The Grandmaster Experiment

Critics dismiss Ericsson's doctrine as the "drudge theory" of genius. It is reasonable to assume, they say, that the musicians who logged more hours did so because they had more innate ability and therefore obtained better results from their practice sessions. But Ericsson protests that talent's effects level off. Deliberate practice is not mechanically repeating tasks that come easily, but rather targeting and attacking specific areas that need improvement.

"My father believes that innate talent is nothing, that [success] is 99 percent hard work," Susan says. "I agree with him."

The Polgars' high-rise apartment in downtown Budapest was a shrine to unremitting chess practice. Thousands of chess books were stuffed onto shelves. Trophies and boards cluttered the living room. A file card system took up an entire wall. It included records of previous games for endless analytical pleasure and even an index of potential competitors' tournament histories. Framed prints depicting 19th-century chess scenes served as decor in the main room, where the girls often sat cross-legged on the floor, playing blindfolded blitz games that lasted mere minutes.

Such a regimen tempts accusations of light torture had the children been unwilling pawns. But blindfolded speed chess was the sisters' idea of fun. And while they had a few friends in the neighborhood, the girls were perfectly content to pass their days training with elderly male grandmasters. "I had an inner drive," recalls Susan. "I think that is the difference between the very good and the best."

Ellen Winner, a psychologist at Boston College, calls this drive the "rage to master." She thinks it's what propels prodigies through grueling years of training. "The rage to master is a prodigy's primary motivation," she says. "Mastering a certain activity is more important to them than socializing, than anything else." Winner believes that infusing a child with the rage to master is impossible: "You can force your kids to work harder, but you can't get them to have that level of passion. The sisters could have just as easily rebelled against Laszlo."

In fact, they couldn't be stopped. Laszlo once found Sophia in the bathroom in the middle of the night, a chessboard balanced across her knees. "Sophia, leave the pieces alone!" he said, shaking his head. "Daddy, they won't leave me alone!" she replied.

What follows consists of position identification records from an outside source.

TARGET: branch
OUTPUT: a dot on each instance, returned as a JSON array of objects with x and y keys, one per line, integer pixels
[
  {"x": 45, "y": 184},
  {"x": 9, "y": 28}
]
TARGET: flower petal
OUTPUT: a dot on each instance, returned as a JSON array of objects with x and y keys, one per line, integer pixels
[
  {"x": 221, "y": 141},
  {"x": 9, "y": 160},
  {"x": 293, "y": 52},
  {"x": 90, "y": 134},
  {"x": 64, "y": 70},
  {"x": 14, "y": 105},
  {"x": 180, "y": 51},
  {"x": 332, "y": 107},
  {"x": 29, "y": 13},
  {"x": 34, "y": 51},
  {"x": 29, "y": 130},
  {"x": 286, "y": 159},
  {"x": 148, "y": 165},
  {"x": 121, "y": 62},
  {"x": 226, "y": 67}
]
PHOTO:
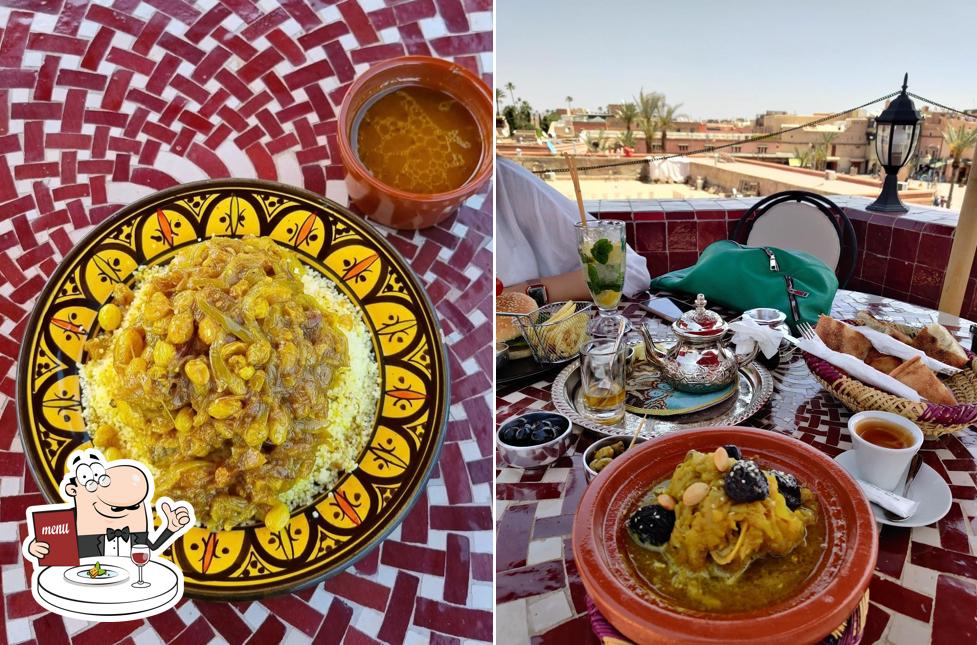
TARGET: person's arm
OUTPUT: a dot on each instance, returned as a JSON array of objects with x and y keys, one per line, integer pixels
[{"x": 565, "y": 286}]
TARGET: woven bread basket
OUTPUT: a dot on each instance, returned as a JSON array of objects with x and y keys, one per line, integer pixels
[{"x": 933, "y": 419}]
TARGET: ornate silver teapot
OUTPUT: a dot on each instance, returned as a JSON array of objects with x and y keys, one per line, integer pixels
[{"x": 701, "y": 361}]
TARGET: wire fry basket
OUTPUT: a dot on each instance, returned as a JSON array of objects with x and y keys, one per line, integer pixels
[{"x": 555, "y": 341}]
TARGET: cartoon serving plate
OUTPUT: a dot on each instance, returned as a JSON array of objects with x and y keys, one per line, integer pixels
[
  {"x": 113, "y": 601},
  {"x": 81, "y": 575},
  {"x": 341, "y": 524}
]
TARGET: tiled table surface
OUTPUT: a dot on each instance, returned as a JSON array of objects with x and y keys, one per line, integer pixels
[
  {"x": 925, "y": 585},
  {"x": 103, "y": 103}
]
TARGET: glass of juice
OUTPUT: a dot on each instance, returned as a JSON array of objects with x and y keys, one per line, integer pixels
[
  {"x": 140, "y": 556},
  {"x": 602, "y": 249},
  {"x": 602, "y": 380}
]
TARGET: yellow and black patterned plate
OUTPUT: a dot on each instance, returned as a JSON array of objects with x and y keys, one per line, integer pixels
[{"x": 341, "y": 524}]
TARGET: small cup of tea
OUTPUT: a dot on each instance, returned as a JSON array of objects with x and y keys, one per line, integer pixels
[
  {"x": 414, "y": 134},
  {"x": 884, "y": 445}
]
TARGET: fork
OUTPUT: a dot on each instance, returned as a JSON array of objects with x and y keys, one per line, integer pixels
[{"x": 808, "y": 333}]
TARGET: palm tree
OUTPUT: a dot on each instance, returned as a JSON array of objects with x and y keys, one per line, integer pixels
[
  {"x": 512, "y": 92},
  {"x": 958, "y": 139},
  {"x": 822, "y": 148},
  {"x": 667, "y": 116},
  {"x": 628, "y": 112},
  {"x": 648, "y": 106},
  {"x": 805, "y": 156}
]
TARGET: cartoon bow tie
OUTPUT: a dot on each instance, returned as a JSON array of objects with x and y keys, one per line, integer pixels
[{"x": 111, "y": 534}]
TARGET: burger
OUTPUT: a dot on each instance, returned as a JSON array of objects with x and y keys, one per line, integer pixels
[{"x": 506, "y": 328}]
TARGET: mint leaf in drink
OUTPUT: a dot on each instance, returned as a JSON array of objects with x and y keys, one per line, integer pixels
[{"x": 602, "y": 250}]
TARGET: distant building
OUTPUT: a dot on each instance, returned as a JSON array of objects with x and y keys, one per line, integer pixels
[{"x": 845, "y": 145}]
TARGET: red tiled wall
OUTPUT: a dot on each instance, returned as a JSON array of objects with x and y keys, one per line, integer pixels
[{"x": 902, "y": 257}]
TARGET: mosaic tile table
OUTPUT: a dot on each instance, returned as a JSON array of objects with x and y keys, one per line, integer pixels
[
  {"x": 103, "y": 103},
  {"x": 925, "y": 585}
]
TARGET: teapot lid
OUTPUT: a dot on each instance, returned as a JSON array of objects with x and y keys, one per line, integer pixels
[{"x": 700, "y": 322}]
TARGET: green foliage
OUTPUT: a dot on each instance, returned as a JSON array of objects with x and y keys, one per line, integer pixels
[
  {"x": 547, "y": 119},
  {"x": 628, "y": 113},
  {"x": 519, "y": 116},
  {"x": 648, "y": 106},
  {"x": 602, "y": 250}
]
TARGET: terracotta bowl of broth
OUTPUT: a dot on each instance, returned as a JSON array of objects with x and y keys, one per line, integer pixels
[
  {"x": 415, "y": 136},
  {"x": 814, "y": 608}
]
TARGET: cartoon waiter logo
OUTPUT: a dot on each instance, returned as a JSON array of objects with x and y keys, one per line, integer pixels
[{"x": 94, "y": 556}]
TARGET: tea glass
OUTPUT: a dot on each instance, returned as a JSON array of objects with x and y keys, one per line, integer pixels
[
  {"x": 602, "y": 380},
  {"x": 602, "y": 246},
  {"x": 884, "y": 467}
]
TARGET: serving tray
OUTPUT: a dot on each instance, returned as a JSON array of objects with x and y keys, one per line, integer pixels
[{"x": 755, "y": 388}]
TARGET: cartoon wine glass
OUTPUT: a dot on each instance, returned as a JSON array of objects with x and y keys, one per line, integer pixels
[{"x": 140, "y": 556}]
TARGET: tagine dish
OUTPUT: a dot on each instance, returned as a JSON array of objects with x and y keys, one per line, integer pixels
[
  {"x": 724, "y": 535},
  {"x": 733, "y": 531},
  {"x": 266, "y": 354}
]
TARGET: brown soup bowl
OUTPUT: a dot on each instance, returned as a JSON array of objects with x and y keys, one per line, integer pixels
[
  {"x": 391, "y": 206},
  {"x": 821, "y": 603}
]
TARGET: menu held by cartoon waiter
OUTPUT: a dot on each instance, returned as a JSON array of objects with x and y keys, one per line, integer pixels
[{"x": 86, "y": 550}]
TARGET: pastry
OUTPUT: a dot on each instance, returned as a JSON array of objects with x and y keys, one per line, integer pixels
[
  {"x": 869, "y": 320},
  {"x": 938, "y": 343},
  {"x": 922, "y": 379},
  {"x": 842, "y": 338}
]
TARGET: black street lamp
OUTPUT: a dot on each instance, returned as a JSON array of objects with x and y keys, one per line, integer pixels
[{"x": 896, "y": 132}]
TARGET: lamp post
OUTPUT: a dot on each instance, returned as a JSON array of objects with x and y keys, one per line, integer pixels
[{"x": 897, "y": 130}]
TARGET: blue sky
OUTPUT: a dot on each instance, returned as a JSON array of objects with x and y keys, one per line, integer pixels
[{"x": 737, "y": 58}]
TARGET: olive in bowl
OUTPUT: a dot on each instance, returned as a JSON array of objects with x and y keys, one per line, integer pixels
[
  {"x": 600, "y": 453},
  {"x": 535, "y": 439}
]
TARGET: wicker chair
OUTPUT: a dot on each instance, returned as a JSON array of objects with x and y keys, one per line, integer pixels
[{"x": 803, "y": 221}]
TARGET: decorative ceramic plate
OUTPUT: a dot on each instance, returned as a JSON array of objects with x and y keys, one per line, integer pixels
[
  {"x": 753, "y": 391},
  {"x": 341, "y": 524},
  {"x": 649, "y": 394}
]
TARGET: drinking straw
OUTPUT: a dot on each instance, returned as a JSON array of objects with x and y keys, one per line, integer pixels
[
  {"x": 572, "y": 165},
  {"x": 637, "y": 431}
]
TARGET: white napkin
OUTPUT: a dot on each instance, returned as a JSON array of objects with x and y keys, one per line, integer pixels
[
  {"x": 747, "y": 333},
  {"x": 857, "y": 368},
  {"x": 888, "y": 345},
  {"x": 901, "y": 506}
]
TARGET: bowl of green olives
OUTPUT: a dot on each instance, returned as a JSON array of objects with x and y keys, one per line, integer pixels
[
  {"x": 600, "y": 453},
  {"x": 535, "y": 439}
]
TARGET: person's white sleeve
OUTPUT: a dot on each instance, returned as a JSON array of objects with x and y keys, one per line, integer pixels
[
  {"x": 637, "y": 278},
  {"x": 535, "y": 235}
]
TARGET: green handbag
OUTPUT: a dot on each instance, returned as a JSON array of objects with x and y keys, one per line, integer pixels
[{"x": 745, "y": 277}]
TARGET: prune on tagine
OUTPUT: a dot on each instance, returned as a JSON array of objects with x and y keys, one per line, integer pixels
[
  {"x": 789, "y": 488},
  {"x": 733, "y": 451},
  {"x": 745, "y": 482},
  {"x": 652, "y": 525}
]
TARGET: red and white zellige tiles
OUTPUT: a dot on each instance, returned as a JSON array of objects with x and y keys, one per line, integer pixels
[{"x": 103, "y": 103}]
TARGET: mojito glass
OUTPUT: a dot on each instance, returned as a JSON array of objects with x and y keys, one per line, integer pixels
[{"x": 602, "y": 250}]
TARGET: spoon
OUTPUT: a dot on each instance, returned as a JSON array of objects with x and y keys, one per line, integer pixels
[{"x": 914, "y": 467}]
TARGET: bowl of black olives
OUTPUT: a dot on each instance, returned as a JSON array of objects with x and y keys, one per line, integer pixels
[{"x": 535, "y": 439}]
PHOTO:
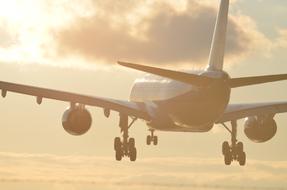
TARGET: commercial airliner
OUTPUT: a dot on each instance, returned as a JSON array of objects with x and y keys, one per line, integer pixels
[{"x": 175, "y": 101}]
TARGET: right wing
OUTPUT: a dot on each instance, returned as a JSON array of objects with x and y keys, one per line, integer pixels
[
  {"x": 200, "y": 80},
  {"x": 129, "y": 108},
  {"x": 240, "y": 111}
]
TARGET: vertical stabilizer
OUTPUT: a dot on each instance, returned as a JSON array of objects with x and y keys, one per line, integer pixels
[{"x": 216, "y": 56}]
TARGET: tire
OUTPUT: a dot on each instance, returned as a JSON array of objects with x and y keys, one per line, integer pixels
[
  {"x": 225, "y": 148},
  {"x": 227, "y": 159},
  {"x": 239, "y": 148},
  {"x": 148, "y": 140},
  {"x": 155, "y": 140},
  {"x": 242, "y": 159},
  {"x": 133, "y": 154},
  {"x": 119, "y": 155},
  {"x": 131, "y": 142},
  {"x": 117, "y": 143}
]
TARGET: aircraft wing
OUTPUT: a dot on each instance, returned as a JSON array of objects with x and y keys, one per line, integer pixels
[
  {"x": 129, "y": 108},
  {"x": 239, "y": 111}
]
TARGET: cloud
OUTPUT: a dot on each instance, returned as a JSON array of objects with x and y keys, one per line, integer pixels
[
  {"x": 7, "y": 37},
  {"x": 281, "y": 41},
  {"x": 149, "y": 173},
  {"x": 158, "y": 33}
]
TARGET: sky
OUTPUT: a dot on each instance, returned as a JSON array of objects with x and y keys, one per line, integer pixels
[{"x": 74, "y": 45}]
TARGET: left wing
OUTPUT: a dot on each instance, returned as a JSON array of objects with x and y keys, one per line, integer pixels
[
  {"x": 129, "y": 108},
  {"x": 239, "y": 111}
]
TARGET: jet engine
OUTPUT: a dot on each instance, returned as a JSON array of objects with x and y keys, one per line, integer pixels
[
  {"x": 260, "y": 129},
  {"x": 76, "y": 120}
]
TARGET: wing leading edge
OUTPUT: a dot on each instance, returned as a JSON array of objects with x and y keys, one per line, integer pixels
[
  {"x": 239, "y": 111},
  {"x": 129, "y": 108}
]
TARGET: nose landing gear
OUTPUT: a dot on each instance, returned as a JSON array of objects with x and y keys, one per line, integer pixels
[
  {"x": 235, "y": 150},
  {"x": 152, "y": 138},
  {"x": 125, "y": 146}
]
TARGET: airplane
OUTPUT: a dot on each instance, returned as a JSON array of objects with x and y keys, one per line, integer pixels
[{"x": 175, "y": 101}]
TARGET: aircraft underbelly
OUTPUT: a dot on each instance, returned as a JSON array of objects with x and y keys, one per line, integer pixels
[{"x": 195, "y": 112}]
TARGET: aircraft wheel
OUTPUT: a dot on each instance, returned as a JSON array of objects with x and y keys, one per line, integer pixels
[
  {"x": 225, "y": 148},
  {"x": 133, "y": 154},
  {"x": 155, "y": 140},
  {"x": 242, "y": 158},
  {"x": 132, "y": 142},
  {"x": 148, "y": 140},
  {"x": 117, "y": 143},
  {"x": 239, "y": 147},
  {"x": 119, "y": 155},
  {"x": 227, "y": 158}
]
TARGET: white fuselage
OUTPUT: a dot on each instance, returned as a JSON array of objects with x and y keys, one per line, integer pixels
[{"x": 177, "y": 106}]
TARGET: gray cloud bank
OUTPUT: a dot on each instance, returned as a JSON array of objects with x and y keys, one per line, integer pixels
[
  {"x": 161, "y": 34},
  {"x": 152, "y": 173}
]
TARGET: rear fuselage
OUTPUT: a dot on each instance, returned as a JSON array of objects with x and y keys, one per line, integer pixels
[{"x": 177, "y": 106}]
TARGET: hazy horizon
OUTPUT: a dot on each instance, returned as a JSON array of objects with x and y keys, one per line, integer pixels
[{"x": 74, "y": 47}]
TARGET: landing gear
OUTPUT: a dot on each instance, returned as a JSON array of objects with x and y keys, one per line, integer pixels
[
  {"x": 235, "y": 150},
  {"x": 152, "y": 138},
  {"x": 125, "y": 146}
]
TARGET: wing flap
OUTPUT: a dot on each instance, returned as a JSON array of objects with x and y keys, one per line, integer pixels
[
  {"x": 239, "y": 111},
  {"x": 130, "y": 108}
]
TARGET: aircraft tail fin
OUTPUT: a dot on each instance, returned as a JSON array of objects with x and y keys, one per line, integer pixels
[{"x": 216, "y": 56}]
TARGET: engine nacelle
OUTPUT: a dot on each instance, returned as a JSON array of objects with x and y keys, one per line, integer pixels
[
  {"x": 77, "y": 120},
  {"x": 260, "y": 129}
]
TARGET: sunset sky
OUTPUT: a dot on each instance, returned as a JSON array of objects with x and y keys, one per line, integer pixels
[{"x": 74, "y": 45}]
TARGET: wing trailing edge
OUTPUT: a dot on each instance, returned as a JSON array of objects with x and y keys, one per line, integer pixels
[
  {"x": 247, "y": 81},
  {"x": 188, "y": 78}
]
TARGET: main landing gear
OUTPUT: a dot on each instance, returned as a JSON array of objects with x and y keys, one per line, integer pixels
[
  {"x": 125, "y": 146},
  {"x": 233, "y": 151},
  {"x": 151, "y": 138}
]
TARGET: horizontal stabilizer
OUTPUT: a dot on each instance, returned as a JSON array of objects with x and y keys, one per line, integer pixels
[
  {"x": 247, "y": 81},
  {"x": 175, "y": 75}
]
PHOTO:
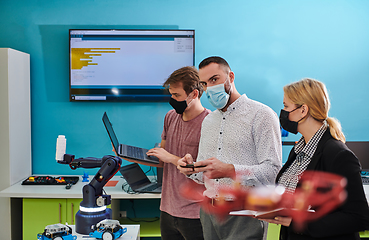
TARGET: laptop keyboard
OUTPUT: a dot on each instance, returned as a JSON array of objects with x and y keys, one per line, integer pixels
[{"x": 135, "y": 152}]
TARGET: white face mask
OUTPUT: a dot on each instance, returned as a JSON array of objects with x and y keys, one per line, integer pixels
[{"x": 217, "y": 96}]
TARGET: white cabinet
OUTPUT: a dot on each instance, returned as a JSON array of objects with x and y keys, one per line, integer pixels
[{"x": 15, "y": 126}]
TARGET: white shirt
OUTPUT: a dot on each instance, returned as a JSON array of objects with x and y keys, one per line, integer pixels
[{"x": 248, "y": 136}]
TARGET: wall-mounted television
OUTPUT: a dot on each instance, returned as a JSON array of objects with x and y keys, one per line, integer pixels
[{"x": 126, "y": 65}]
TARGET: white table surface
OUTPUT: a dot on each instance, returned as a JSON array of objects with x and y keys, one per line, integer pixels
[
  {"x": 133, "y": 232},
  {"x": 53, "y": 191}
]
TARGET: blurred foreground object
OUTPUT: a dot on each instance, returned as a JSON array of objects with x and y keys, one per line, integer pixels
[{"x": 317, "y": 194}]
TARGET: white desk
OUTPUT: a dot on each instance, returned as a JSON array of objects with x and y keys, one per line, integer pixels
[{"x": 133, "y": 232}]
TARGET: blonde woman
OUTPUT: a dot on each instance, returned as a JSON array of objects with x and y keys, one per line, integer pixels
[{"x": 322, "y": 148}]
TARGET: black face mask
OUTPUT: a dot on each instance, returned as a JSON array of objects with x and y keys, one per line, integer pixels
[
  {"x": 178, "y": 106},
  {"x": 288, "y": 125}
]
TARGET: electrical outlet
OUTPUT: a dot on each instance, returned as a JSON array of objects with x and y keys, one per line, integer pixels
[{"x": 123, "y": 214}]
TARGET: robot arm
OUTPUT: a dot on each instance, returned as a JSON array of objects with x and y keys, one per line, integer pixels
[{"x": 93, "y": 192}]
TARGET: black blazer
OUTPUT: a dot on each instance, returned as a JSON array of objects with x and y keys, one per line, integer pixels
[{"x": 346, "y": 221}]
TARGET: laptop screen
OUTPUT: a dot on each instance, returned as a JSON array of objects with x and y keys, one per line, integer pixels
[
  {"x": 111, "y": 133},
  {"x": 134, "y": 176}
]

What are the chances, though, that three girls destined for stellar achievement would be born to a man convinced that geniuses are made?

"The Polgar sisters are a beautiful coincidence," says Ognjen Amidzic. A neuroscientist in Switzerland, Amidzic once aspired to become a professional chess player. He had the "rage to master" and even moved to Russia as a teenager to study intensively with grandmasters. But he reached a plateau at age 23 and had to quit. Reeling from his wrecked dreams, Amidzic went into cognitive science to understand what went wrong. Through the use of brain scans, he discovered a marked difference between grandmasters and highly trained amateur chess players like himself: When grandmasters play chess, the areas responsible for long-term memory and higher-level processing are activated.

Chess titans have anywhere from 20,000 to 100,000 configurations of pieces, or patterns, committed to memory. They are able to quickly pull relevant information from this mammoth database. With a mere glance, a grandmaster can then figure out how the configuration in front of him is likely to play itself out.

Amateurs, by contrast, use short-term memory while playing chess. When they take in new information, it stays in the "small hard drive" of working memory without passing over into the "zip drive" of long-term memory. "Amateurs are overwriting things they've already learned," says Amidzic. "Can you imagine how frustrating that is!"

Amidzic's research suggests that chess whizzes are born with the tendency to process chess more through their frontal and parietal cortices, the areas thought to be responsible for long-term memory. Players whose medial temporal lobes are activated more will be consigned to mediocrity. He hasn't yet been able to follow children over time to see if their processing ratio of frontal-and-parietal cortices to medial temporal lobes indeed remains stable, but his retrospective analyses of older players show that their ratio corresponds to their highest historical chess rating, as would be expected if the ratio truly predicts chess performance. And he doesn't think that gender influences this proclivity. He had scanned the brain of a 22-year-old female chess beginner and found her ratio to be far above average. If she sets her mind to it, Amidzic believes, the young woman has the potential to become a master-level player.

Amidzic's own chess-processing ratio, on the other hand, is about 50-50. "I'm the Salieri of the chess world," he says. "I'm talented enough to admire and also to know what I will not achieve. It's better to be ordinary and not know."

Susan, Sophia and Judit were all extraordinary at a game that was essentially thrust upon them. "It's like an arranged marriage that worked out well," says Josh Waitzkin, eight-time national chess champion and subject of the book and film Searching for Bobby Fischer. But eventually, each sister grew into herself.

"The beauty of chess is that your personality can come across on the board," says Waitzkin. "Sophia was lighthearted, very funny and coquettish. As a teenager she was stunningly beautiful. Men adored her left and right, and she enjoyed that. She was a brilliant speed player, sharp as a tack. But she didn't work as hard as the others."